Menurut Elisabeth Kubler-Ross (1969) yang terkenal dengan Kubler-Ross Change Curve (Kubler-Ross Model), terapat 5 tahapan bagaimana biasanya sebuah intitusi mengahadapi sebuah perubahan kondisi yang terjadi. Diantaranya denial, anger, bargaining, depression dan acceptance. Hal ini juga dapat kita lihat dalam situasi pandemi saat ini, bagaimana setiap orang di awal–awal pandemi berusaha menyangka bahwa fenomena ini benar–benar terjadi, dan sampai pada tahap terakhir harus menerima dan bagaimana mencari jalan bertahan dalam keadaan semacam ini. Karenanya, guru BK harus “jemput bola” dengan hadirnya kondisi ini. Teknis membuka konsultasi online, akan dapat menjadi salah satu solusi untuk mempertahankan proses pengembangan karakter siswa. Sebuah sesi renungan rohani wajib diikuti oleh siswa dengan memberikan refleksi diri terkait hubungan spiritual dengan sang Maha Kuasa dan apa yang telah dilakukan kepada sesama, sebagai bentuk ucapan syukur dari pemeliharaan-Nya terhadap kondisi yang terjadi.

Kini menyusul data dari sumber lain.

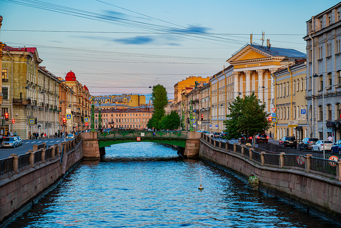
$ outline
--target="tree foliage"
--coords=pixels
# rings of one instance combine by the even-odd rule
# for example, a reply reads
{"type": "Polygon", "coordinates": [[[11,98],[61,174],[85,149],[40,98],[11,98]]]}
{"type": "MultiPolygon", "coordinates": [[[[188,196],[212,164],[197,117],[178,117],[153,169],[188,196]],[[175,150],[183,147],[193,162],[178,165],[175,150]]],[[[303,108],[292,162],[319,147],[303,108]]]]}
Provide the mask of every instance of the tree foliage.
{"type": "Polygon", "coordinates": [[[180,117],[178,113],[172,110],[170,113],[163,117],[160,122],[161,129],[166,130],[175,130],[180,126],[180,117]]]}
{"type": "Polygon", "coordinates": [[[254,136],[270,128],[269,115],[265,111],[265,104],[261,104],[254,92],[243,98],[237,97],[228,107],[228,118],[224,121],[228,134],[227,139],[238,138],[242,135],[254,136]]]}
{"type": "Polygon", "coordinates": [[[153,103],[154,111],[153,116],[148,121],[147,126],[148,128],[154,128],[160,130],[161,129],[160,122],[165,115],[165,107],[168,103],[168,97],[166,88],[162,85],[158,84],[153,86],[151,98],[153,103]]]}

Administrasi sebagai bagian dari dampak pandemi Covid-19 juga tidak terelakkan, dimana terdapat aspek ekonomi yang ternyata juga mempengaruhi institusi pendidikan. Tidak sedikit dari orang tua atau wali siswa, mengajukan permohonan untuk potongan biaya pendidikan, bahkan juga meminta penangguhan biaya untuk tahun ajaran baru yang akan berlangsung. Dalam hal ini, sekolah harus mampu memenej biaya operasional sekolah sedemikian rupa, dengan tetap berusaha untuk tidak mengurangi pos–pos keuangan yang wajib untuk dibayarkan. Potongan–potongan biaya SPP, uang kegiatan, dll., diupayakan semaksimal mungkin untuk dapat diberikan kepada peserta didik, agar mereka tetap dapat melangsungkan pendidikannya sampai tuntas. Dalam hal ini, LFH (Learn From Home) bukanlah LIBUR tanpa adanya pembelajaran, LFH adalah tetap belajar meski dari jarak yang jauh. Pada sisi lain, para guru juga dituntut untuk dapat mempersiapkan segala sesuatunya dengan lebih baik, sehingga berdampak pada adanya tambahan biaya, yakni berupa tambahan cost untuk koneksi internet.

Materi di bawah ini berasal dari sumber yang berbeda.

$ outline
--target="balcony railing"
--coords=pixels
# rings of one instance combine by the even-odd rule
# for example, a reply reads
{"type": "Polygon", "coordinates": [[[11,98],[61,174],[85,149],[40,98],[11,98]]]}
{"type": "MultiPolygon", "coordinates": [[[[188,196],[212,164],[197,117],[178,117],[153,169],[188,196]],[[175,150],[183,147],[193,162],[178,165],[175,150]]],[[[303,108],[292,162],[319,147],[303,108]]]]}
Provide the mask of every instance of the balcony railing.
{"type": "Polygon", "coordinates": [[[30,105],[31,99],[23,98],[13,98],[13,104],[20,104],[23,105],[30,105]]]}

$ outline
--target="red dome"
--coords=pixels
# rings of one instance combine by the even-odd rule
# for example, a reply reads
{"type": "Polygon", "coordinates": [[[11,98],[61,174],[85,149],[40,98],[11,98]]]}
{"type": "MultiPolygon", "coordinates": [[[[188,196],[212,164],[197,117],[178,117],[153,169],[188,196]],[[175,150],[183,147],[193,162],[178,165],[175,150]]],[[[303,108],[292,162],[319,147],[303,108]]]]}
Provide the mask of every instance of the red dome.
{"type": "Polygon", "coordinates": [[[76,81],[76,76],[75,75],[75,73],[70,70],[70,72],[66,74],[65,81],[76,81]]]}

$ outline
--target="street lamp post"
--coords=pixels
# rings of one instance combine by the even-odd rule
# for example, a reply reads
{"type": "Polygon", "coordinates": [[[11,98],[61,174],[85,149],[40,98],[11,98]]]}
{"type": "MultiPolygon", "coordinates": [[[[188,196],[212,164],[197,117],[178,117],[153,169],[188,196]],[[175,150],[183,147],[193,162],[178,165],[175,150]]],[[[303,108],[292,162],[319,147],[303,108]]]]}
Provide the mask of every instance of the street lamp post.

Pada poin yang keempat, menitikberatkan pada bentuk cara berpikir dan berperilaku dalam menyikapi kondisi atau fenomena yang ada. Tidak hanya bidang kesehatan saja yang harus berpikir keras dalam usaha penanganan pandemi Covid-19 ini, namun setiap pribadi harus bertanggungjawab dalam usaha penanganan dan pencegahan Covid-19 agar keadaan dapat kembali normal seperti sediakala. Institusi pendidikan sebagai institusi dasar harus dapat mentransmisikan nilai–nilai yang teraplikasikan dalam kehidupan nyata secara ideal. Materi dan tugas–tugas refleksi penanganan pandemi Covid-19, dapat diberikan secara berakala dengan tujuan mengajarkan dan mengontrol siswa dalam skala masif, untuk melakukan satu gerakan (movement) yang tepat, guna turut serta menjaga diri dan lingkungan dalam usaha pencegahan maupun penanganan pandemi Covid-19.

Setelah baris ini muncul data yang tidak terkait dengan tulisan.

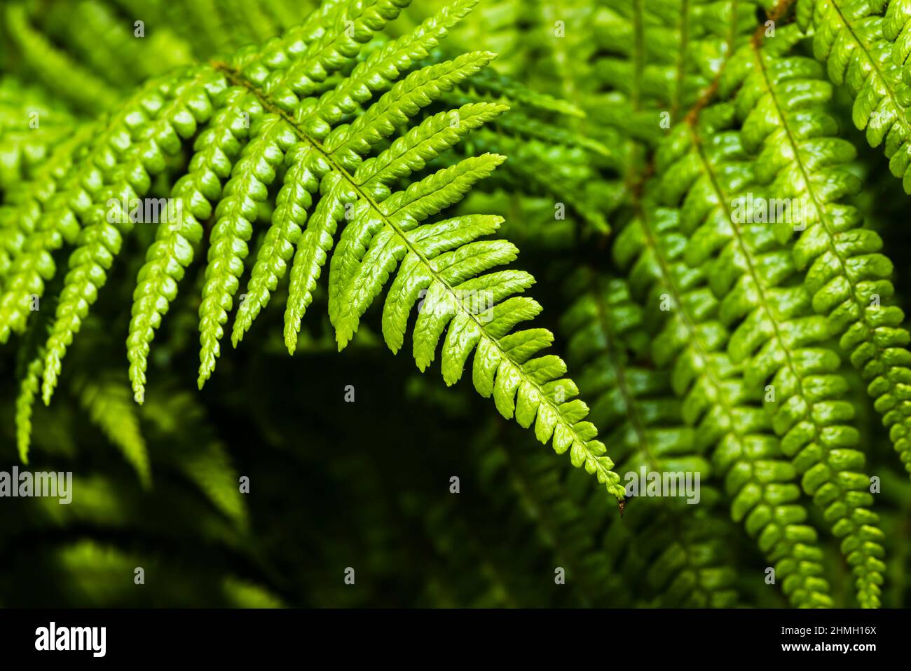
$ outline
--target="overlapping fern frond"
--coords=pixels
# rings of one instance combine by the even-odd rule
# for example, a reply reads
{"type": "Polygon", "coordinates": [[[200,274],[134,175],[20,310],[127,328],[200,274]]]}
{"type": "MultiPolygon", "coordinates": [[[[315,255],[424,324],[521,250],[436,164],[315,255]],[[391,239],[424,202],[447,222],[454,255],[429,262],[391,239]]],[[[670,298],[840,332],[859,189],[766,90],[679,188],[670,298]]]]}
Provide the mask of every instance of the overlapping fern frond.
{"type": "MultiPolygon", "coordinates": [[[[576,386],[563,377],[566,366],[552,355],[536,356],[552,336],[540,328],[514,331],[540,307],[515,295],[534,282],[530,274],[490,272],[517,253],[507,242],[481,240],[501,220],[470,215],[425,222],[458,202],[504,157],[469,157],[400,186],[505,109],[469,103],[428,116],[394,138],[409,119],[494,57],[478,51],[415,67],[476,4],[459,0],[357,60],[363,45],[406,4],[330,3],[262,47],[243,47],[227,60],[150,79],[85,137],[58,150],[68,169],[36,186],[40,195],[18,206],[6,232],[27,242],[22,249],[7,245],[13,254],[0,297],[0,341],[5,342],[11,333],[23,332],[29,300],[40,298],[55,276],[53,252],[64,243],[75,247],[43,348],[46,403],[134,229],[124,203],[144,198],[169,157],[179,156],[195,137],[187,171],[170,192],[179,215],[158,224],[138,274],[128,356],[138,402],[145,397],[155,331],[196,256],[207,221],[212,224],[199,310],[200,388],[211,375],[239,297],[259,203],[277,182],[276,208],[241,294],[235,345],[279,281],[290,275],[285,342],[293,353],[301,320],[328,263],[329,315],[342,349],[392,279],[383,329],[394,352],[403,346],[409,316],[425,294],[414,326],[418,367],[435,360],[445,333],[441,361],[447,384],[458,381],[474,352],[472,377],[479,393],[493,396],[507,418],[534,425],[539,440],[553,439],[558,452],[568,450],[576,466],[622,496],[597,429],[585,421],[588,408],[574,399],[576,386]],[[343,76],[336,79],[335,74],[343,76]]],[[[51,157],[47,166],[56,160],[51,157]]]]}
{"type": "MultiPolygon", "coordinates": [[[[911,192],[911,3],[81,0],[73,29],[56,5],[2,10],[15,77],[0,86],[0,343],[16,348],[22,460],[41,458],[36,399],[61,387],[140,491],[189,481],[200,532],[235,552],[255,521],[227,449],[181,433],[205,425],[177,390],[188,337],[199,388],[265,417],[295,415],[296,381],[239,400],[219,378],[240,366],[268,379],[284,350],[309,363],[353,343],[363,370],[411,332],[422,373],[438,360],[452,387],[470,366],[500,415],[568,451],[622,511],[476,422],[474,395],[452,402],[473,447],[466,480],[484,490],[472,505],[380,491],[378,458],[334,464],[366,483],[370,570],[427,558],[422,604],[831,606],[847,573],[847,604],[896,601],[911,336],[887,246],[906,238],[870,181],[878,160],[911,192]],[[134,15],[148,40],[130,37],[134,15]],[[138,220],[144,199],[173,210],[138,220]],[[518,242],[534,276],[511,265],[518,242]],[[536,277],[540,303],[525,294],[536,277]],[[522,327],[561,301],[578,386],[546,352],[555,336],[522,327]],[[112,314],[126,375],[96,363],[112,314]],[[229,330],[244,347],[221,357],[229,330]],[[157,454],[162,441],[187,453],[157,454]],[[630,498],[621,475],[640,469],[698,475],[700,501],[630,498]],[[902,492],[885,505],[880,477],[902,492]],[[517,555],[529,573],[510,573],[517,555]],[[574,590],[535,582],[550,588],[557,567],[574,590]],[[763,569],[783,597],[757,596],[763,569]]],[[[261,441],[300,459],[263,417],[261,441]]],[[[93,524],[117,521],[106,501],[141,507],[122,480],[86,487],[93,524]]],[[[261,559],[207,583],[211,598],[277,604],[261,559]]],[[[133,555],[99,542],[60,561],[78,574],[133,555]]]]}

Kontinyuitas kegiatan atau program, serta adanya kontrol yang tepat secara berkesinambungan, niscaya akan membuahkan hasil yang maksimal dalam segala usaha strategi sekolah untuk dapat beradaptasi dalam menghadapi pandemi Covid-19. Sesuai dengan Kubler-Ross Change Curve, terdapat satu titik dimana strategi adaptasi ini akan menjadi sebuah metode pembelajaran baru yang dapat diterapkan dalam dunia pendidikan, setelah pandemik Covid-19 ini berlalu.